Causal inference

Does working as a researcher cause your eyesight to become strained, your back to become hunched, and your social life to become rather limited? Or is this just an association? The fact that I’m even asking this question probably suggests that I need to get out more. But the question of causality arises frequently in population research, as well as our ‘real’ lives, so we thought that an introduction to the topic might make a useful and thought-provoking post. The only problem is where to start…

The example of smoking and lung cancer

The history of research on smoking and lung cancer includes conspiracy, corporate denial, and some excellent lessons for researchers. In 2004, Richard Doll wrote a nine page report providing evidence that smoking causes cancer. In itself, this may seem unremarkable, and perhaps a little late, (didn’t everyone know this in 2004?). But Doll’s report was the follow-up for research that he had begun more than 50 years earlier. And he was over 90 when it was published! (Sadly, he died the year afterwards aged 92.)

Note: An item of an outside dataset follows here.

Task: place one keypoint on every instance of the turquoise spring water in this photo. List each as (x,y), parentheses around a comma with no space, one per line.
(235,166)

The problem of confounding


Figure 1: US data on smoking and lung cancer

There are different types of evidence that suggest a causal link between smoking and lung cancer. The trend in US lung cancer rates was pre-empted by the trend in US smoking rates over much of the 20th Century (see Figure 1). There is a several hundred year history of evidence that suggests a link between smoking and cancer. But it wasn’t until 1950 that Doll and colleagues found convincing evidence that suggested smokers were more likely to die of lung cancer than non-smokers (in the US and the UK). But was this causal evidence? There were, and still are, a range of differences between smokers and non-smokers, and any one of these differences could be the cause of lung cancer, rather than smoking. For example, people who smoke are less likely to exercise, so exercise might be a confounder in the relationship between smoking and lung cancer. This is because people who do not exercise are more likely to be ‘selected into’ smoking (a form of selection bias), and are therefore systematically different from non-smokers. Causal inference can be problematic if research does not consider all the factors that might be responsible for confounding or selection. Even after Doll’s work was published, the statistician Ronald Fisher was one of several notable critics who argued that the link between smoking and cancer was explained by other factors, and therefore a spurious association (another term for confounding). For a discussion and references see here.

Randomized experiments

One way for Doll to avoid the problems of confounding and selection was to compare two groups of people who were exactly the same, except for their smoking behaviour, and then see which group was more likely to develop lung cancer. In theory, he could have achieved this by randomizing smoking. Of course, this was neither possible nor ethical, even in the 1950s. However, if we imagine an alternative universe where it was possible, then Doll could have carried out something similar to a modern randomized drug trial, such that smoking would be the only difference between the groups who were treated (smokers) and those who were controls (non-smokers). The reason why randomization is seen by many as the best tool for investigating causality is essentially because of the balance that randomization creates, such that each group has the same characteristics (on average), and the only difference between them is with regard to treatment status.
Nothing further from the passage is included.